It’s illegal in France for grocery stores to throw or destroy unsold food. Instead, supermarkets have to donate it to charities and food banks.
In Ontario, Canada there is a law stating saying “sorry” is not an admissions of guilt.
Jaywalking was made a law due, in part, to a deliberate effort by promoters of automobiles, such as local auto clubs and dealers, to redefine streets as places where pedestrians do not belong.
In Japan if someone on trial is filmed while in handcuffs their hands have to be pixelated to be shown on TV. This is because a man named Kazuyoshi Miura brought a successful case to court arguing the image of him in handcuffs implied guilt and had prejudiced his trial.
California, Maryland, Pennsylvania, and Wisconsin have ruled that “Ladies’ Nights” are against the law because they fall under gender discrimination. They can still have ‘ladies nights’ they just can’t offer any discounts to one gender.
A New Jersey Forest Fire Service firewarden can summon any person aged 18 to 50 to assist in putting out wildfires—and it’s against the law to refuse.
April 16, 2016 will be the 500 year anniversary of Bavaria adopting the Reinheitsgebot. It is a law that said that the only ingredients that could be used in the production of beer were water, barley and hops. It was later amended to include yeast.
In Rwanda plastic bags are illegal and carry with them a 100-$150 fine. In fact, at airport customs all plastic bags are confiscated which has resulted in Rwanda being one of the most litter free countries in Africa
France banned mentions of Twitter and Facebook on TV and radio, as in “Follow us on Twitter” or “Like us on Facebook” because they were deemed as promotion and unfair to other sites.

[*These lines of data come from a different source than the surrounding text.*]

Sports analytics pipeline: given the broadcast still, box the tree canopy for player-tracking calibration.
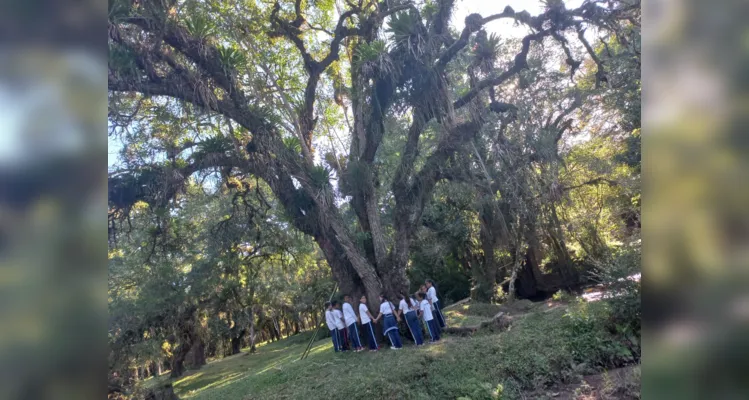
[108,0,640,388]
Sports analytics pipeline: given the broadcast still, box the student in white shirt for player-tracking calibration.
[424,279,445,328]
[375,294,403,350]
[343,295,364,352]
[398,293,424,346]
[359,296,380,351]
[330,300,348,351]
[325,301,341,353]
[417,292,440,343]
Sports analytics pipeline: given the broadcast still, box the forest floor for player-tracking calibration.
[139,301,639,400]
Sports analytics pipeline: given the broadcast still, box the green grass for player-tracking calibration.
[142,304,636,400]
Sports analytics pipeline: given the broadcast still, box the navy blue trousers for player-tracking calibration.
[426,318,440,342]
[362,321,380,350]
[383,314,403,349]
[348,322,362,349]
[406,311,424,345]
[432,300,445,328]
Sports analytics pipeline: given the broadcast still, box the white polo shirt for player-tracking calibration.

In 1975, two men got a marriage license in Colorado after the clerk couldn’t find a law against it. When they applied for a spouse’s visa, the U.S. government mailed a letter saying, “You have failed to establish that a bona fide marital relationship can exist between two f*ggots.” They took their case to court but they were dismissed. The judge who ruled against them was Anthony Kennedy, who later joined the Supreme Court and last month cast the deciding vote to legalize gay marriage.